In daylight, the once whitewashed walls of my room are grubby and stained with all sorts of grime ingrained into the plaster. On the wall opposite the end of my bed, someone in the past has drawn a lifelike picture of a man with long hair, holding a book. Next to him is another picture of an old-fashioned sailing ship with a high stern. I hadn’t noticed until now, but in the flickering lantern light, beneath the pictures, I can see faint letters, maybe scratched with charcoal, but not clear enough to be read. I move the lantern to the foot of the wall to see if a different angle will make it more distinct. It does. At head height are three crosses like you see in a church, the middle one taller than the others. The words wilyum dampeer bulyon are right below them. Below that, someone has drawn a ragged circle, like a frying pan with a stubby handle on the top. On either side of the circle are darker smudges. Beneath that is written kokonut ilind N tip Hom and 100 100 100. The marks could be anything. I don’t speak any other languages except a smattering of Japanese I learnt from the pearl divers in Broome and a bit of Malay from Teuku. It doesn’t sound like either of those two.
I bring my face closer to the wall. I find several new words even fainter, duk duches priz guam, 1710 and then, het kerkhof der europeanen. The final ones are scratched even deeper, kersd be wornd. Finally, the lantern goes completely out and I’m plunged into darkness.

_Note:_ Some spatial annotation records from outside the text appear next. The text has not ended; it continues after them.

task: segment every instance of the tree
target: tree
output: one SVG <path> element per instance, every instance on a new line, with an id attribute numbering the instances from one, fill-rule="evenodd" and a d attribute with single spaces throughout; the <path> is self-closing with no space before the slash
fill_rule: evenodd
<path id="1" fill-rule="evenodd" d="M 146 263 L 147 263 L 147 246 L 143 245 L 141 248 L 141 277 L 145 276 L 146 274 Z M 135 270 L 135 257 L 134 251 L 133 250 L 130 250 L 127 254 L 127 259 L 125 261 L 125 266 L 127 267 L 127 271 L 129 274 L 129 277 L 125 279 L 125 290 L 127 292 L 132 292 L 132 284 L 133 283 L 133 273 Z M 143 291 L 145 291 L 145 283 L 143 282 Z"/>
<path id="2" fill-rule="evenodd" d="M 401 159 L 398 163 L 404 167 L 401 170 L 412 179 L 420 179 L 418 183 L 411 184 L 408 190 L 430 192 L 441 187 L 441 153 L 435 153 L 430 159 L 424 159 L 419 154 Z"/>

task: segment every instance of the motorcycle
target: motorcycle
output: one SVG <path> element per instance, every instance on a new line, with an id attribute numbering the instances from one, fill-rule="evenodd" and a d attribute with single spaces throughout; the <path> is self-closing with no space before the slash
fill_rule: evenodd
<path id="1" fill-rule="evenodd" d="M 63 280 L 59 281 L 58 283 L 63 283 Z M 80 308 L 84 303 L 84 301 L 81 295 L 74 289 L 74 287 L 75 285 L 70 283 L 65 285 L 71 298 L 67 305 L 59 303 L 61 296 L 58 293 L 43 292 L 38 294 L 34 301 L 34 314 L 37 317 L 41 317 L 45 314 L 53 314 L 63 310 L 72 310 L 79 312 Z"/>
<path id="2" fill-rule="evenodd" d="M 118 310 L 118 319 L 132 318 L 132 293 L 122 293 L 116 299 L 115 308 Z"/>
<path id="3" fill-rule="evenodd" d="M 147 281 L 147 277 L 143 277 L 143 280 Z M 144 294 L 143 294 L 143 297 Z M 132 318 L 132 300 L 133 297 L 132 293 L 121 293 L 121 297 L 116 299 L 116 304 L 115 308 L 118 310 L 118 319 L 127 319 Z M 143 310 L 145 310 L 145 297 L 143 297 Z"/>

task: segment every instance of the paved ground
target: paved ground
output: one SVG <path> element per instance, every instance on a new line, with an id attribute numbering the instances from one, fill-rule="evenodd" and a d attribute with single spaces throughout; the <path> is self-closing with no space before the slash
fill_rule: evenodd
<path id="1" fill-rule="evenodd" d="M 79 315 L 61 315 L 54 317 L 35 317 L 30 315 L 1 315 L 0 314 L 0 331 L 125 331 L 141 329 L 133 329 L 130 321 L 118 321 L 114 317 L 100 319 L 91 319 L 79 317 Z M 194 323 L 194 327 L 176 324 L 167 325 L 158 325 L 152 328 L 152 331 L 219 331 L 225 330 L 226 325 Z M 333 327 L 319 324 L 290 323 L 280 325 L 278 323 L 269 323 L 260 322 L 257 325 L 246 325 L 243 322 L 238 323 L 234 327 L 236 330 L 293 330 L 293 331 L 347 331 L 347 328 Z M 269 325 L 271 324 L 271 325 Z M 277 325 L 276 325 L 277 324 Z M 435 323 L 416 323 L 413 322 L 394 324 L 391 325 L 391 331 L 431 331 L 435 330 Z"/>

I awake next morning as Constable Kelly bangs on the door and swings it open. ‘It’s Saturday,’ he announces cheerily as if it is my birthday. ‘My Ned said he’d come and visit you today if you’d like that?’
‘Yes, please,’ I reply eagerly. Someone to talk to. At last.
‘Anything you’d like him to bring?’
I glance at the wall, remembering last night. ‘An atlas would be good. Could I borrow one of those?’ There is something about the words and the map on the wall that interests me. Of course they interest me. I’ve read Treasure Island, lots of times. It is my favourite book ever, so I know all about maps and treasure. Could this be a treasure map? I suspect so. I sure hope so.
‘We have a Webster’s Encyclopedia at home with a lot of maps in the back. Will that do?’ asks Constable Kelly.
Around lunchtime, Ned arrives carrying the fat, brown encyclopedia, a packet of sandwiches and some biscuits his mum made. He stays for about an hour, telling me about school. ‘Red, you are the hero of the whole school for sorting out Brother Christian. It is all anyone has talked about, all week. How you nearly killed him.’
I look at him, surprised. I suppose the news got around the school pretty quickly.
‘Red, can you tell me?’ he asks. ‘They say you were really going to kill him. That you picked up a chair and smashed it over his head. They say that you were so angry that if you had had a knife, you would have gutted him from head to toe. They say you have a Colt pistol in your locker but couldn’t get to it in time, or you would have shot him six times!’ he says, getting more and more animated.
‘Yes, and I would have stopped, reloaded and shot him six more times,’ I reply, not at all seriously. ‘If you had seen what he did to poor little Albert Thomas, you would have done the same. Your Uncle Ned, the bushranger, would have been proud of you if you had.’
‘Er, Ned was not really my uncle,’ he says, sheepishly. ‘I just tell everyone he was. My uncle is Syd.’
‘Does he wear a bucket on his head, like the real Ned?’ I laugh.
‘Well, yes, he did once,’ he replies, starting to giggle. ‘He’s a dunny cart man, and last year he tripped off his cart and landed headfirst in a poo pan. And it was full.’
We both laugh uproariously at the thought of it until Constable Kelly comes to the door. ‘What’s this, Ned, are you telling Red about your Uncle Syd? Nothing else in the whole world could be that funny. Poor blighter.’
But then Constable Kelly starts laughing as well. It sure must have been a sight to see.